Yesterday morning (Sunday) I got waaaay outside my comfort zone – and sang a newish song of mine in church.
For those who don’t know me well – I am no singer. I am not being modest. Vocally – I am a one-trick-pony – someone who can carry a tune with some attitude – but not much else. I play enough piano to be dangerous. There is literally no telling where or when in the song I am going to mess things up royally. I was a drummer, for crying out loud – how did I get myself in this mess?!?!? (Sorry about that.)
I managed to get through the song without embarrassing myself. (Although, I won’t be surprised if I get a call later today from the church asking me to quietly move my church membership elsewhere – for the good of all involved.) I sat at the piano (more accurately, I hid behind the piano), which made it easier for me to not completely freeze up into a mute and quivering mass of flesh. There is simply no way on this earth I would have stood out front and sang. I would never have lived that down.
The reason I was in this perilous situation is my minister of music, a wonderful traditional church musician, asked me to help spice up the service a bit. We did that by introducing a completely acoustic rhythm section to accompany the hymn singing. We also played a simple latin-flavored arrangement of “O the Deep Deep Love of Jesus,” and I sang my song.
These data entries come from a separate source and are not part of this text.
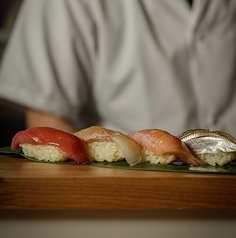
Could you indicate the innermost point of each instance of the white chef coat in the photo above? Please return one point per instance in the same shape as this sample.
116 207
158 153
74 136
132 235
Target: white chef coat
126 64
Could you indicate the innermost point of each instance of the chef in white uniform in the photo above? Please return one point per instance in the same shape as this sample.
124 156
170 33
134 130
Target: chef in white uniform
125 65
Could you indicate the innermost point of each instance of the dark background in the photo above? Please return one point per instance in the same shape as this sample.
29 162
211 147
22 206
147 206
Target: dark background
11 116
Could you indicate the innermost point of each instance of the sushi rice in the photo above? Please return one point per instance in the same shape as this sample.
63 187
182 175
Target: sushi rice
219 158
43 152
105 151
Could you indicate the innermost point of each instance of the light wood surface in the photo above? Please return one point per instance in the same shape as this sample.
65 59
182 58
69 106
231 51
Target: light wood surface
31 185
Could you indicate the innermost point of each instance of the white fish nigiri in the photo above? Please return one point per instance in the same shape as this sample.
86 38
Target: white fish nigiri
108 145
160 147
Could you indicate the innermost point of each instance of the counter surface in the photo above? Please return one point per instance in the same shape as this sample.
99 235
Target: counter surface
32 186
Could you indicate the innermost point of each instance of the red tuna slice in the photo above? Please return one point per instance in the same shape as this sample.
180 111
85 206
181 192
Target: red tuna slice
67 143
161 142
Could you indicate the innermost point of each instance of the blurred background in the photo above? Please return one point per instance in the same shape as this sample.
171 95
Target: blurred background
11 116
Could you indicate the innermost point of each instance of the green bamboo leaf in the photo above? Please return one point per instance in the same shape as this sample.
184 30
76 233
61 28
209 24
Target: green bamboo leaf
227 169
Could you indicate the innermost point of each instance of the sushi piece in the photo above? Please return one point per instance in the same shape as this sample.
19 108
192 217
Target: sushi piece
49 144
213 147
108 145
160 147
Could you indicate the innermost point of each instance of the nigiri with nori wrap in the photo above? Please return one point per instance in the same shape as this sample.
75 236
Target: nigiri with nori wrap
50 144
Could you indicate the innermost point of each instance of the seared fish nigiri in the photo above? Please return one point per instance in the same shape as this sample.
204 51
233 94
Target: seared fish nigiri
213 147
108 145
50 144
160 147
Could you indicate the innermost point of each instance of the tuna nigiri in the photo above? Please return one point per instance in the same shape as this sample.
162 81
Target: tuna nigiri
109 145
50 144
160 147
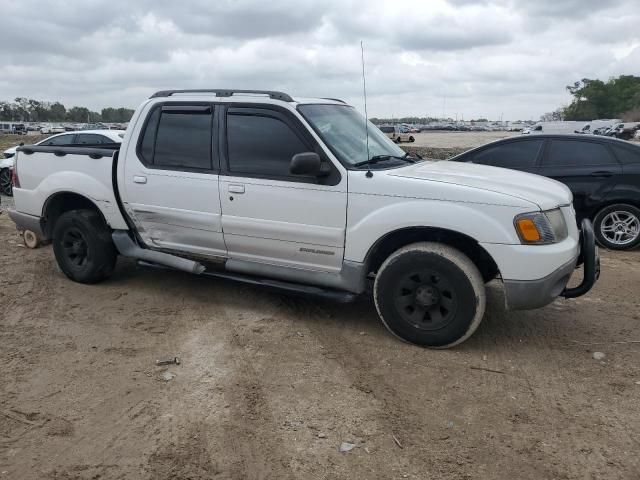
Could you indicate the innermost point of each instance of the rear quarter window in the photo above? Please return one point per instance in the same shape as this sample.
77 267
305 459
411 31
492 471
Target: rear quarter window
627 155
520 154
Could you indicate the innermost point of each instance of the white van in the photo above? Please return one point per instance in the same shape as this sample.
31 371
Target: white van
17 128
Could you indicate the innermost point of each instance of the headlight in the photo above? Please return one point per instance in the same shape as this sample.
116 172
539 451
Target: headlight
541 228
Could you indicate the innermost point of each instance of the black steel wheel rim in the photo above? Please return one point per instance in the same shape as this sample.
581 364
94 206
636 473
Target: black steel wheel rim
75 247
426 299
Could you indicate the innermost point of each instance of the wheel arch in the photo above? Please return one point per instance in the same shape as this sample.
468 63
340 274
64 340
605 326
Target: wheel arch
61 202
392 241
609 201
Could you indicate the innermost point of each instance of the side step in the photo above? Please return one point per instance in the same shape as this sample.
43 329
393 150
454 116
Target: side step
128 248
294 288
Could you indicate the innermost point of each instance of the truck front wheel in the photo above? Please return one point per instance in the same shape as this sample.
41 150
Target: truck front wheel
83 247
430 294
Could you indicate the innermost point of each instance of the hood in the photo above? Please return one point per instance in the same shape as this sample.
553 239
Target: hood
542 191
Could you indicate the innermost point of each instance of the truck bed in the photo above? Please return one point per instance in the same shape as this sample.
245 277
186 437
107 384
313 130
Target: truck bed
86 170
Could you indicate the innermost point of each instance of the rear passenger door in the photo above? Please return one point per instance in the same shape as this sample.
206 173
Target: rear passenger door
588 168
171 179
269 215
520 155
59 140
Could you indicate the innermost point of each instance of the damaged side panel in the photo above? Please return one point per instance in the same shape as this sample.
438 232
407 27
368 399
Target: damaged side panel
177 229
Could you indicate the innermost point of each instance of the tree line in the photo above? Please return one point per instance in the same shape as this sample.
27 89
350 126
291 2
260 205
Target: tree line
592 99
24 109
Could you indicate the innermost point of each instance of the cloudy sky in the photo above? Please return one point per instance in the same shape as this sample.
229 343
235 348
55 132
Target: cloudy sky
466 57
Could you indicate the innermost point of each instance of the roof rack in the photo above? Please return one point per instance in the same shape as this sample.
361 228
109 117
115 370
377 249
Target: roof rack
227 93
334 100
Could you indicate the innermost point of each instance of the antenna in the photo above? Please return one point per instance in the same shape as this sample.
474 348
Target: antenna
366 116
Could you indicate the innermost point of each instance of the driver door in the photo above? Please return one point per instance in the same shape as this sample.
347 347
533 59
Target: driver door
269 215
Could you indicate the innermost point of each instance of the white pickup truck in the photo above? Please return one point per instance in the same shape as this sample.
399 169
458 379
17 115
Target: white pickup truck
296 194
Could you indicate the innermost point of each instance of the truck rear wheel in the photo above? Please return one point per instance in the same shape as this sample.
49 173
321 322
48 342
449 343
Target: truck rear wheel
83 247
6 186
430 294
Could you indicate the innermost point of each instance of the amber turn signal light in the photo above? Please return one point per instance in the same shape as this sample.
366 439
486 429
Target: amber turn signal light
528 230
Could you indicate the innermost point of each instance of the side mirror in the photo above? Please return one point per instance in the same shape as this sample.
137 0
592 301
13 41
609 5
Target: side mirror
307 163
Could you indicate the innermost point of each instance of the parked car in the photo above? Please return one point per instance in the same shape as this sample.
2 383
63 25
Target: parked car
259 187
86 137
14 128
602 173
49 129
397 134
624 131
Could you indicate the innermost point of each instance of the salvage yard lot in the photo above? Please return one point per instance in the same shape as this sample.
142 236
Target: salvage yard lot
270 385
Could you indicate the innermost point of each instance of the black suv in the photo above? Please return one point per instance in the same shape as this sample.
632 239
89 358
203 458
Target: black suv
603 174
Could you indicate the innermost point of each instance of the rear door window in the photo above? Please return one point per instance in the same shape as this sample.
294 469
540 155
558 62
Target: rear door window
92 139
627 155
60 140
178 137
576 153
261 145
521 154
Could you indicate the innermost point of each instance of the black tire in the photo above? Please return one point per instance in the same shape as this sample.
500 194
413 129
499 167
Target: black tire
83 246
6 183
617 227
430 294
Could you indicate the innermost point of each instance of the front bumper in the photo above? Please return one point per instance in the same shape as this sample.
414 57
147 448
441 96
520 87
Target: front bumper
530 294
24 221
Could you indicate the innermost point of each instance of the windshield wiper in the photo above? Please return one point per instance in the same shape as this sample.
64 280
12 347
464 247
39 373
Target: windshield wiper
380 158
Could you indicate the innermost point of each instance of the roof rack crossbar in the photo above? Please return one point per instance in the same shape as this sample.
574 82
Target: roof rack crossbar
227 93
334 100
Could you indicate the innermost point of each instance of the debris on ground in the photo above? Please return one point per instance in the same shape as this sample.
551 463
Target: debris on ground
346 447
168 361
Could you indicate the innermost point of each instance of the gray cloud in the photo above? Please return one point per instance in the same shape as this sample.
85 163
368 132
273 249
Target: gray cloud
484 57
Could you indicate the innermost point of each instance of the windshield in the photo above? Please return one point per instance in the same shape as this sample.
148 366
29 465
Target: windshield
342 129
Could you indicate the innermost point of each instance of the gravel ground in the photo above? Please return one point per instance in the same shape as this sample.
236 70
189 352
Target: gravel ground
269 386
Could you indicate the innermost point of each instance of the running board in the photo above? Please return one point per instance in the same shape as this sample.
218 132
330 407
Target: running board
295 288
128 248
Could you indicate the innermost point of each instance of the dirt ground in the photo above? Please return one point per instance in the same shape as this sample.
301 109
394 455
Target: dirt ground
269 386
466 140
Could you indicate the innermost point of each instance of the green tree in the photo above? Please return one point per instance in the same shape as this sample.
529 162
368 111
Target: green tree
597 99
57 112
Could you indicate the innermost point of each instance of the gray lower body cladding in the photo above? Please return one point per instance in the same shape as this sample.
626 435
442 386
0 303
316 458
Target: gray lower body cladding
530 294
352 277
128 248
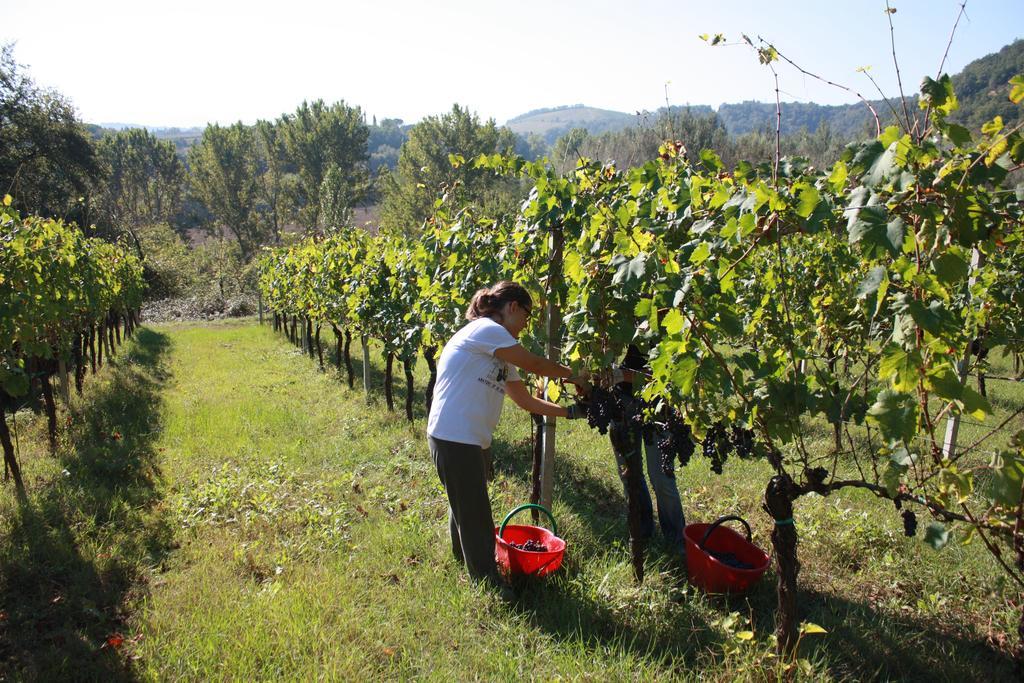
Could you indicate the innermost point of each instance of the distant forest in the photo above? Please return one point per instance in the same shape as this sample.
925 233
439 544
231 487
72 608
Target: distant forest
980 88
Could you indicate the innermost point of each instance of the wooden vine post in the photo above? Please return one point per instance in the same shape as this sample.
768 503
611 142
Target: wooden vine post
952 423
366 366
553 351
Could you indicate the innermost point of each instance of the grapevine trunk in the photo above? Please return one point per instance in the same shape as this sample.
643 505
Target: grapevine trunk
778 503
428 355
627 444
10 462
348 359
51 413
407 364
388 394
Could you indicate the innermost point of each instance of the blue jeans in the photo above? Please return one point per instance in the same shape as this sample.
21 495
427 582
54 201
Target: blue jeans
670 507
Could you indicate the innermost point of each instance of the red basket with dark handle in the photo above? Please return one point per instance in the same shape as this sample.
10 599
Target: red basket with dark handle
516 561
720 560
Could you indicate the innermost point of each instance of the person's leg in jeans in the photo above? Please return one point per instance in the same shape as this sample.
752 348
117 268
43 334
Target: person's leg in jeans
461 469
646 507
670 508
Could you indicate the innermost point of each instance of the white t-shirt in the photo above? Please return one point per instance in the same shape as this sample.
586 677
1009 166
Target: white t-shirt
470 386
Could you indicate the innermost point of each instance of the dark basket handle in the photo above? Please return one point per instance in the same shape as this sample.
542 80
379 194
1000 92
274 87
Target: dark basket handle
719 521
528 506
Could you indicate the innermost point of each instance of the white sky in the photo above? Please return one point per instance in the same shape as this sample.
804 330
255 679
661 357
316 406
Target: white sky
188 62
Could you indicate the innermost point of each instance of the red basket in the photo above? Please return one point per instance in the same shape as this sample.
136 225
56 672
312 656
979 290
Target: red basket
514 561
705 542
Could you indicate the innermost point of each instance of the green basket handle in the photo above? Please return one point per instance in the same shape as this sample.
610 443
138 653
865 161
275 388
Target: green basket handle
528 506
718 522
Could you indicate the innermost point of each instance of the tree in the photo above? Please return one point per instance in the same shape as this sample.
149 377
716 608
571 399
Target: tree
425 167
318 137
224 178
272 185
143 181
47 161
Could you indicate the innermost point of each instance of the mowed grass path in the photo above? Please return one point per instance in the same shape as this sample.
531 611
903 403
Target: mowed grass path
236 513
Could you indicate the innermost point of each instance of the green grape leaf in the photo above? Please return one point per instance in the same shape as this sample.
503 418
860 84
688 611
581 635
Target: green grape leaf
936 536
895 414
938 95
1017 91
901 367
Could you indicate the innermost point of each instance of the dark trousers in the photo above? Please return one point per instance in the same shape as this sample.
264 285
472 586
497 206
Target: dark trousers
463 471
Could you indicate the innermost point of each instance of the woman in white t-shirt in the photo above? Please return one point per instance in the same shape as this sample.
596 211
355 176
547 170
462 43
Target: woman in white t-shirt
476 370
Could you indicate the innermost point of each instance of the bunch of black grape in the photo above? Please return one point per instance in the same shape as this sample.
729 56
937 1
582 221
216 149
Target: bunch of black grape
674 440
730 560
530 546
742 441
717 445
909 523
604 407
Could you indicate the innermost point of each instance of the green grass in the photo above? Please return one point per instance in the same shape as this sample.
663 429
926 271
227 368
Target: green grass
235 513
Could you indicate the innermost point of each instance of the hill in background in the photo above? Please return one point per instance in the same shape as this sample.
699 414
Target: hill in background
981 88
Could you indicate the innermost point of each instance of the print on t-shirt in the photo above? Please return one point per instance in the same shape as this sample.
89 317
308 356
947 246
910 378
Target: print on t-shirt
496 377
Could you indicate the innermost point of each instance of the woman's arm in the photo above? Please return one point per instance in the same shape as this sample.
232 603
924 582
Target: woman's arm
520 396
537 365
I know that for most churches – this sort of thing is old hat. But at FBC Nashville, this is a new thing. My church does its music very well, and very traditionally. It has a terrific choir, a monstrous pipe organ, excellent accompanists, a graded choir program, handbells, the works. What it does’t have is a lot of contemporary music. And that is, by and large, a good thing. My church offers Nashville worshipers an alternative to what is now the standard fare of contemporary praise and worship music. Still, my music minsiter, Mark Edwards, wanted to stretch things a bit and we gave it a go.
All in all, it went well – especially for a first time venture, with little rehearsal. A lot of people came up to me and said nice things afterwards. Of course, I probably won’t hear directly from the committee that is even now forming to throw me and my rhythm-playing buddies out of the church forever. (kidding)
The experience did solidify an opinion I’ve had for some time about worship music. Too many churches limit their music to a pretty short menu of songs and musical styles. I believe congregations are willing to stretch a bit if the music is done well, the songs are appropriate, and the presentation is humble. And the stretching can go both ways. If your church is like FBC Nashville (and not many are any more), consider some contemporary songs. (Be choosy. Pick the good ones – not just the latest ones.) If your church is a pure contemporary praise and worship church, consider that there is an enormous body of quality musical literature out there that your congregation might truly enjoy if they were exposed to it in the right way.
People like variety. That is no great insight nor startling revelation. Still, I think it’s something worth remembering as we plan music for worship week in and week out.